The foresail needed to go back out, which it did, with some further complications.
And then we began a comfortable 2 hours of tacking up wind, zig-zagging, drawing hearts -according to Hugo- on the map that was recording our track.
It was beautiful!
In the meantime, Antoine opened the engine compartment and made several phone calls to the old owner, the Swedish rescue service and a friend.
With the extra air the engine cooled and we switched it on again. The water was pumping out at the back, so part of the cooling was working…but the gauge showed the temperature climb quickly.
We switched off and contemplated options.

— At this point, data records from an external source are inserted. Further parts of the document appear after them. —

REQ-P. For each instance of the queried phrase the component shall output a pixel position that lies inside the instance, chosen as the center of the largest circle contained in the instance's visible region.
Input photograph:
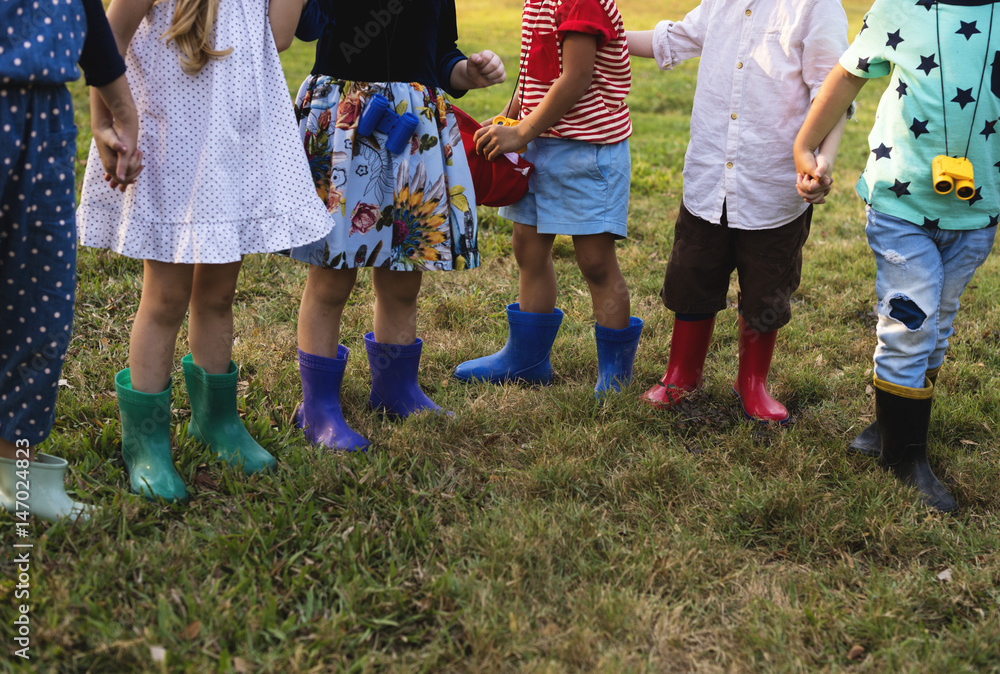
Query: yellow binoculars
(500, 120)
(953, 172)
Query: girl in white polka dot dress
(40, 46)
(225, 176)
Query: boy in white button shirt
(762, 61)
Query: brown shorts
(768, 262)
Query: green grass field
(537, 530)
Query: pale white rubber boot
(41, 487)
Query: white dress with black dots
(225, 173)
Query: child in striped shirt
(570, 103)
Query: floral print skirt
(412, 211)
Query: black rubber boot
(869, 442)
(903, 424)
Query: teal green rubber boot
(216, 422)
(146, 441)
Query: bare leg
(210, 327)
(537, 288)
(396, 305)
(166, 291)
(10, 451)
(323, 301)
(595, 255)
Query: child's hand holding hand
(485, 69)
(494, 141)
(115, 125)
(814, 181)
(480, 70)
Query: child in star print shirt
(943, 99)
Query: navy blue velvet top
(384, 40)
(42, 42)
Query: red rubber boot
(756, 350)
(688, 348)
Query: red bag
(497, 183)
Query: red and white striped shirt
(601, 115)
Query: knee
(902, 309)
(402, 289)
(211, 300)
(167, 305)
(331, 291)
(599, 270)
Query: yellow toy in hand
(500, 120)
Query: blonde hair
(191, 29)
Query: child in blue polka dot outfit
(40, 46)
(224, 176)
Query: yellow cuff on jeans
(905, 391)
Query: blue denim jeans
(921, 273)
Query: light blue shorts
(577, 188)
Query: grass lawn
(536, 530)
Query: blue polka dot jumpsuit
(41, 42)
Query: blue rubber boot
(395, 391)
(146, 441)
(215, 419)
(525, 356)
(616, 355)
(320, 415)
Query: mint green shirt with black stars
(943, 58)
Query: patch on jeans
(906, 311)
(892, 257)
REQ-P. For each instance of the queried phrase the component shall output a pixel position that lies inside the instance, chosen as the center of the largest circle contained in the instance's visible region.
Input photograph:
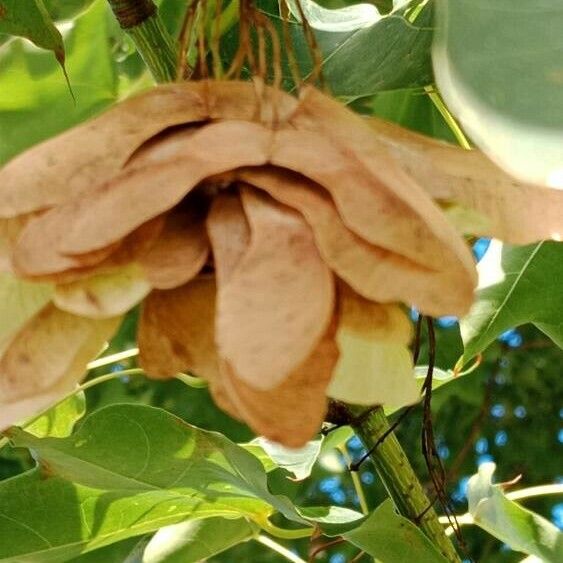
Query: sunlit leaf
(197, 540)
(517, 285)
(30, 19)
(299, 462)
(348, 18)
(35, 102)
(498, 66)
(521, 529)
(389, 537)
(59, 421)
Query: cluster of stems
(141, 20)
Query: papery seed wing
(375, 365)
(503, 207)
(92, 153)
(292, 412)
(375, 273)
(278, 301)
(141, 194)
(104, 295)
(178, 254)
(229, 233)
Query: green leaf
(498, 66)
(126, 551)
(517, 285)
(66, 9)
(392, 54)
(59, 421)
(140, 448)
(193, 541)
(35, 102)
(389, 537)
(348, 18)
(297, 461)
(127, 471)
(521, 529)
(30, 19)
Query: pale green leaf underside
(517, 285)
(30, 19)
(521, 529)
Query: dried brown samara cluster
(270, 240)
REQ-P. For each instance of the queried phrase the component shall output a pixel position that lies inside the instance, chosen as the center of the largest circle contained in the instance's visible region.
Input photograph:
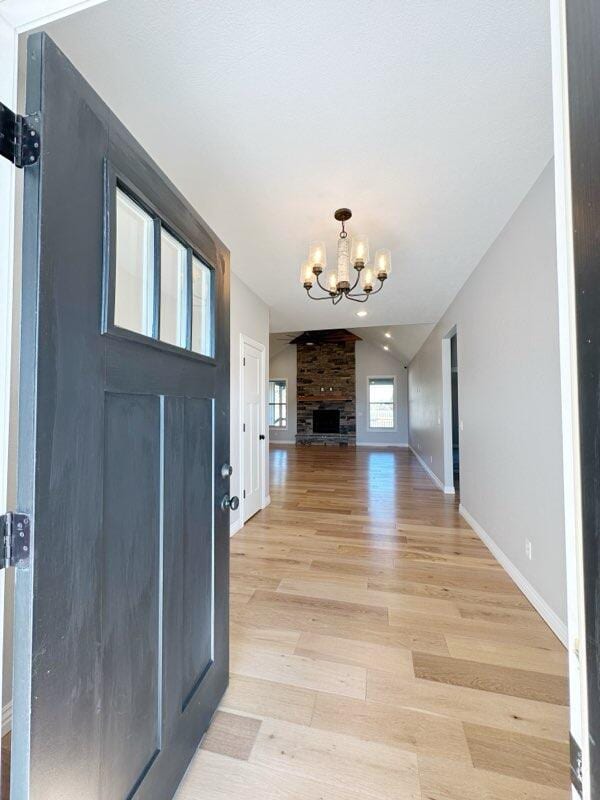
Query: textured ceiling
(403, 341)
(431, 120)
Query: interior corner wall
(373, 362)
(285, 367)
(506, 316)
(249, 315)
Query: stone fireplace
(326, 386)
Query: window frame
(286, 404)
(391, 378)
(114, 180)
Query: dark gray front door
(122, 611)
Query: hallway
(378, 650)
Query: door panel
(197, 546)
(132, 558)
(122, 653)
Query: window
(381, 403)
(278, 404)
(161, 289)
(134, 271)
(202, 325)
(173, 284)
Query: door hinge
(19, 137)
(576, 766)
(14, 530)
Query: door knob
(230, 503)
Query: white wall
(374, 362)
(370, 362)
(249, 316)
(284, 365)
(506, 317)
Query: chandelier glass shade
(353, 276)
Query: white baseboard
(7, 718)
(555, 623)
(431, 473)
(379, 444)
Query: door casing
(264, 444)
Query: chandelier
(352, 252)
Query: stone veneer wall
(326, 365)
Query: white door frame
(569, 389)
(263, 409)
(447, 411)
(16, 17)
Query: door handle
(230, 503)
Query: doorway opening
(450, 418)
(253, 437)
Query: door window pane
(381, 403)
(202, 316)
(173, 283)
(134, 271)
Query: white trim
(382, 444)
(7, 718)
(8, 306)
(569, 389)
(391, 378)
(447, 406)
(431, 473)
(263, 410)
(24, 15)
(555, 623)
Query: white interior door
(252, 427)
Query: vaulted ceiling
(430, 120)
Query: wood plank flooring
(378, 651)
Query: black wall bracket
(19, 137)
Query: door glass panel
(134, 273)
(202, 315)
(173, 269)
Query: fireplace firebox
(326, 420)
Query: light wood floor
(378, 650)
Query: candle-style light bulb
(360, 250)
(307, 277)
(317, 256)
(383, 263)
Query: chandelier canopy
(351, 252)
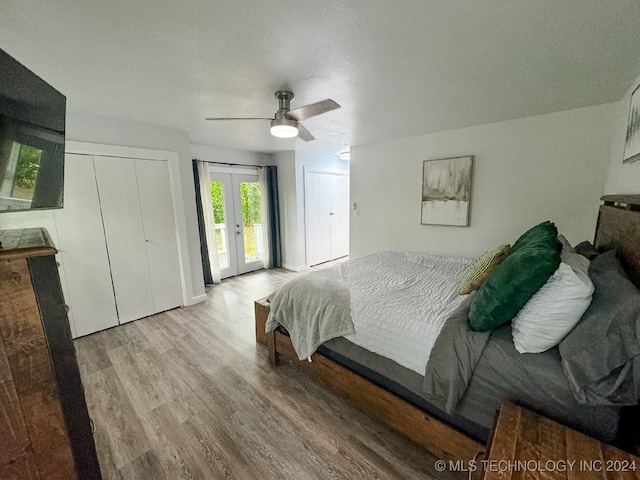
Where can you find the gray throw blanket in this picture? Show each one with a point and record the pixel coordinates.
(302, 308)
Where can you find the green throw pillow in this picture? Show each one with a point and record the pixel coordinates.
(532, 260)
(481, 269)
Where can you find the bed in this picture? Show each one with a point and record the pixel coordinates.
(448, 405)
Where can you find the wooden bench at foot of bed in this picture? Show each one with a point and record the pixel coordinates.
(440, 439)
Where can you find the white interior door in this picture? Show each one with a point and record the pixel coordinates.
(327, 216)
(156, 207)
(124, 233)
(339, 216)
(318, 218)
(83, 251)
(236, 204)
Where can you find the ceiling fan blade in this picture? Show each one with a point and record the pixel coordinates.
(308, 111)
(236, 118)
(304, 134)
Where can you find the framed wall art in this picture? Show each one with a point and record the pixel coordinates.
(446, 191)
(632, 141)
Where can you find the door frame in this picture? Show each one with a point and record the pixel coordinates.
(306, 171)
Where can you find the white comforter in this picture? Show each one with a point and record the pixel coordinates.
(400, 300)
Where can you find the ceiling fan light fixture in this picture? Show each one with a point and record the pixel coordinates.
(284, 128)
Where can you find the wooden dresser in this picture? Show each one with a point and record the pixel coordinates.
(45, 431)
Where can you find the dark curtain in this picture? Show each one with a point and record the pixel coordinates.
(275, 249)
(204, 251)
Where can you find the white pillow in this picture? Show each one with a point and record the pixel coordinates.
(553, 311)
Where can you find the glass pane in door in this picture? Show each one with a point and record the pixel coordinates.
(222, 232)
(251, 220)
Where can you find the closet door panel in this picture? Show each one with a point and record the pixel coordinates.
(124, 233)
(83, 252)
(160, 233)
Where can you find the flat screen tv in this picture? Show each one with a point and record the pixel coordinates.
(32, 128)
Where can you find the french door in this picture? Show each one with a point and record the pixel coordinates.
(237, 213)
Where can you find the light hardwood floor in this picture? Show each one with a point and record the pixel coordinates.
(188, 394)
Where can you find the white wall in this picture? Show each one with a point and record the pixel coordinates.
(291, 166)
(83, 128)
(622, 178)
(548, 167)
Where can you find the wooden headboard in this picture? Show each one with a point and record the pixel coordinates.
(618, 223)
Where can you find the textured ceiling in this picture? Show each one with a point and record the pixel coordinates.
(398, 68)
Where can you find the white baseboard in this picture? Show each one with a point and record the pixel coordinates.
(295, 269)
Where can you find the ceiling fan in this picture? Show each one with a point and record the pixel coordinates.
(285, 122)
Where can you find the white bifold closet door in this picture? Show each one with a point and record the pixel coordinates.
(83, 251)
(140, 235)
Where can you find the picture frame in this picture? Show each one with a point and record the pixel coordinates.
(446, 191)
(632, 140)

It was then, after we’d had the fun of tacking, getting a feel for the boat on different angles of sail, did we remember why we both fell in love with sailing: the ability to harness the wind. We remembered that both Antoine and I had learned to sail and had our first adventures on boats with no engines. We had aced getting out of harbours and back to our moorings without engines in our youth. Why shouldn’t we be able to do it now?
We grabbed binoculars and sussed out where we could moor. It seemed we could pull alongside the pontoon. I briefed kids and Antoine on the mooring plan and we sailed in. Last minute we had a wobble and switched on the engine but left it in neutral, watching the temperature gauge like a hawk.
As we approached the dock we dropped the sail- Angelina on the halyard, Hugo pulling it on deck-, we didn’t bother trying to furl it this time, Antoine jumped on the dock with mooring lines, Hugo put out the fenders and Angelina passed the mooring lines to shore. Meanwhile, Max was staying out of our way below deck minding Alice, our dog.
It all went like clockwork. I was super proud crew!
Just as we’d tied off, out popped a head from the boat across the dock and suggested we moor next to him, as it was a lot more protected. It wasn’t far so we thought we’d risk motoring around with the engine. This was mooring between finger pontoons. As we hadn’t discussed the plans to moor there in such detail this manoeuvre wasn’t totally smooth, but was ace considering it was our second time only with our boat.
… As for all the rewards we’d thought of a few hours earlier… well, the kids popped out to the playground, while I rustled up a quick egg and noodle soup.
Then it was bedtime for all of us. We were exhausted!
Mariposa rocked us to sleep very nicely!